Sybille Roter: Die ersten drei Stadtführenden waren begeistert von der Idee, als Verkäufer des Straßenmagazins nicht nur das Gesicht der Armut zu sein, sondern zur Stimme der Armut auch für andere zu werden. Denn die meisten Betroffenen ziehen sich aus Scham zurück – Armut macht einsam und stumm. Aber die ersten Stadtführer wollten das Gegenteil und ihre Armut öffentlich machen.
Mittlerweile gibt es 13 verschiedene Touren: 15 Stadtführer*-innen erzählen dabei über ihre Lebensbrüche durch Burn-out, Jobverlust, Scheidung oder Todesfälle und die Folgen wie Obdachlosigkeit und mangelnde soziale Teilhabe.
Ihr Weg in die Armut verlief über Sucht, Gewalterfahrungen und psychische Erkrankung – es gibt viele Wege in die Armut. Armut kann jede und jeden treffen. Das sagen alle >> Stadtführer*innen in den drei Städten. Alle hatten früher einmal „ein anderes Leben“. Ab Mitte 2021 wird beispielsweise eine 70-jährige armutsbetroffene Ethnologin eine Tour über Altersarmut anbieten. In der Schweiz sind gerade alleinerziehende Frauen und immer mehr ältere Mitmenschen von Armut betroffen. Aber es ist schwierig, Personen aus diesen beiden Zielgruppen zu finden, die bereit sind, über ihre prekären Lebenssituationen zu sprechen. Um sich vor einer Besuchergruppe als armutsbetroffen zu outen, gehört viel Mut.
Was macht für Sie die Zusammenarbeit mit den armutsbetroffenen Stadtführer*innen so besonders?
Sybille Roter: Faszinierend finde ich, welche spannende Entwicklung sie während der Vorbereitung für ihre neue Rolle durchlaufen: Für einen kompetenten und authentischen Auftritt ist es entscheidend, zuerst den Kreislauf von Schuldgefühlen und Schuldzuweisungen zu durchbrechen – das ist manchmal ein schmerzhafter Weg. Die Auseinandersetzung mit der eigenen Biografie hilft, die oftmals verdrängte Vergangenheit fassbarer zu machen. Die Betroffenen sind dabei gezwungen, einen analytischen Blick auf ihr Leben zu werfen. Sie lernen, sich von der persönlich empfundenen Tragik zu distanzieren und können so wieder handlungsfähig werden, statt in der Opferrolle zu verharren.

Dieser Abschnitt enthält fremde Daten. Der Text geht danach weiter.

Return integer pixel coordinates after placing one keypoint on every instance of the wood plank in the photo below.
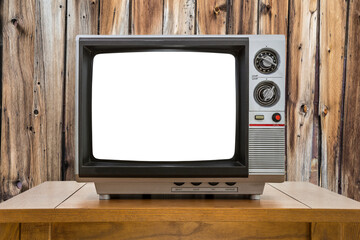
(315, 196)
(9, 231)
(335, 231)
(82, 18)
(114, 17)
(87, 198)
(211, 16)
(48, 91)
(243, 17)
(273, 17)
(301, 89)
(181, 230)
(152, 11)
(17, 97)
(44, 196)
(351, 150)
(36, 231)
(332, 42)
(179, 17)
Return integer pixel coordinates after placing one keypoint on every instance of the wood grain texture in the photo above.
(36, 231)
(335, 231)
(315, 196)
(181, 230)
(114, 17)
(273, 17)
(9, 231)
(351, 150)
(17, 97)
(45, 196)
(243, 17)
(211, 16)
(82, 18)
(332, 41)
(47, 87)
(152, 11)
(301, 89)
(179, 17)
(82, 205)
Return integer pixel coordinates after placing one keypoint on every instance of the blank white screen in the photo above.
(163, 106)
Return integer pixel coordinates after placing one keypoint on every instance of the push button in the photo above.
(276, 117)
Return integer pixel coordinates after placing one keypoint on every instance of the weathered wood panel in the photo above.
(17, 112)
(179, 17)
(114, 17)
(332, 43)
(301, 88)
(82, 18)
(181, 230)
(273, 17)
(48, 91)
(243, 17)
(152, 11)
(9, 231)
(351, 135)
(211, 16)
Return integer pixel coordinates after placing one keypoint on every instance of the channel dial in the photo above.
(266, 93)
(266, 61)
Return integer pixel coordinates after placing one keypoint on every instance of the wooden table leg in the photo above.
(9, 231)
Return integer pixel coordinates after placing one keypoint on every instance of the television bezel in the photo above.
(89, 166)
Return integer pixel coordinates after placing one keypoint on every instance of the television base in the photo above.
(251, 186)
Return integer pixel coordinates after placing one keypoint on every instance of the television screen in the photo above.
(163, 106)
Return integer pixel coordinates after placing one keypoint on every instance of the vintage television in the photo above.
(180, 114)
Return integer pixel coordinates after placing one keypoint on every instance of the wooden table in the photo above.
(70, 210)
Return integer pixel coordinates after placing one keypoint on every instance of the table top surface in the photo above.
(78, 202)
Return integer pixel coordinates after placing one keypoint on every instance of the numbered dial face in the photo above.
(266, 94)
(266, 61)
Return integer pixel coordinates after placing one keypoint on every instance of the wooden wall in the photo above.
(38, 74)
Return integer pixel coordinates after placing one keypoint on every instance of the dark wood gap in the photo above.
(99, 13)
(286, 77)
(130, 17)
(64, 164)
(317, 137)
(343, 99)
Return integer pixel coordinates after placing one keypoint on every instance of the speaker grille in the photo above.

Es kostet viel Kraft, die eigene Biografie zu reflektieren – und während der fast einjährigen Ausbildung sind sie genötigt, sich ihr zu stellen. Deshalb bewundere ich diese Frauen und Männer für ihren Mut und Überlebenswillen, der sie auch in dunklen Momenten ihres Lebens nicht verlassen hat; aber auch für ihre Sensibilität gegenüber Ausgrenzung und für ihren Gerechtigkeitssinn – ihren Kampf für ihre gesellschaftliche Teilhabe. Und ich schätze ihren oftmals schwarzen Humor – dieser hilft Ängste und Gräben bei den Besuchergruppen zu überwinden.